Renunciation is the third of ten Paramitas, right after Generosity and Ethics. All these Perfections of the Heart work together, but there is a traditional order and a reasoning for this order: As we develop a sense of generosity, deepening our connection to others, we naturally develop a sense of non-harming. So the Paramita of Generosity begets the Paramita of Ethics. Our exploration of Ethics took us to review the Five Precepts or vows of non-harming that are traditional in Buddhist practice. Each of the Precepts uses the word ‘refrain’, as in ‘I will refrain from taking what is not freely given.’ Notice how the word ‘refrain’ naturally leads us to Renunciation. We refrain from, we renounce, we let go of ways that we harm ourselves or others. And in all three of these Paramitas, the Hindrances have played a major role in our investigation.

A word came to me as I prepared to teach about Renunciation and I think it has a place in this discussion. I thought of ‘cleave’ as in cleave unto each other in our marriage vows. What if we ‘cleave unto this moment’, holding this moment above all others? In our mindfulness practice we are in effect vowing to ‘marry’ this moment, letting go of our longing for other moments, for the past or the future. There is a devotional quality to this wording that I think captures the sense of renunciation that we’re going for. It’s making an intentional choice to be here and now.

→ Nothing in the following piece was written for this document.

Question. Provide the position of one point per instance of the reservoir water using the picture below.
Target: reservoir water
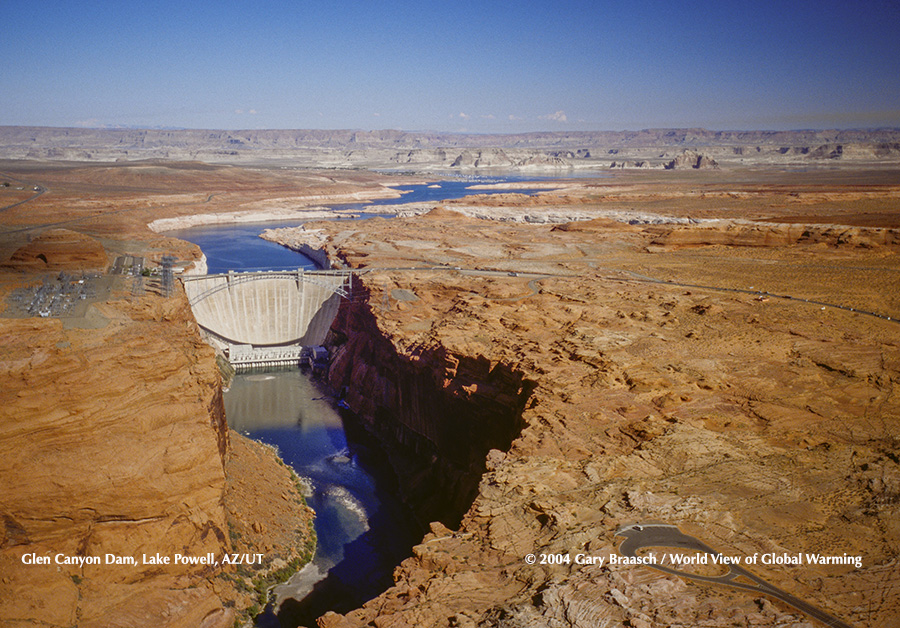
(363, 530)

Buddha said, “I removed the fever of sense pleasures and dwell without thirst with a mind inwardly at peace.”

A few posts ago, I told the story of my nineteen-year-old self’s experience of being high and having a vision of a mountain with people earnestly climbing it. When I saw that although I was at the same level as the top of the mountain, I was in a hot air balloon and it was losing altitude. I recognized that I needed to ‘go to the mountain’ and climb one of those paths. Looking back, I can see that it was a moment of renunciation. It became clear that no drug could provide what I was seeking. So renunciation is not denial of the pleasures of life, but a way of recognizing what is truly beneficial and what is causing us harm.

A final quote from the Buddha: “When we understand the nature of desire, it falls away by itself.” A look at the Hindrances with a vow to release them with mindfulness and compassion allows true happiness to arise in our hearts.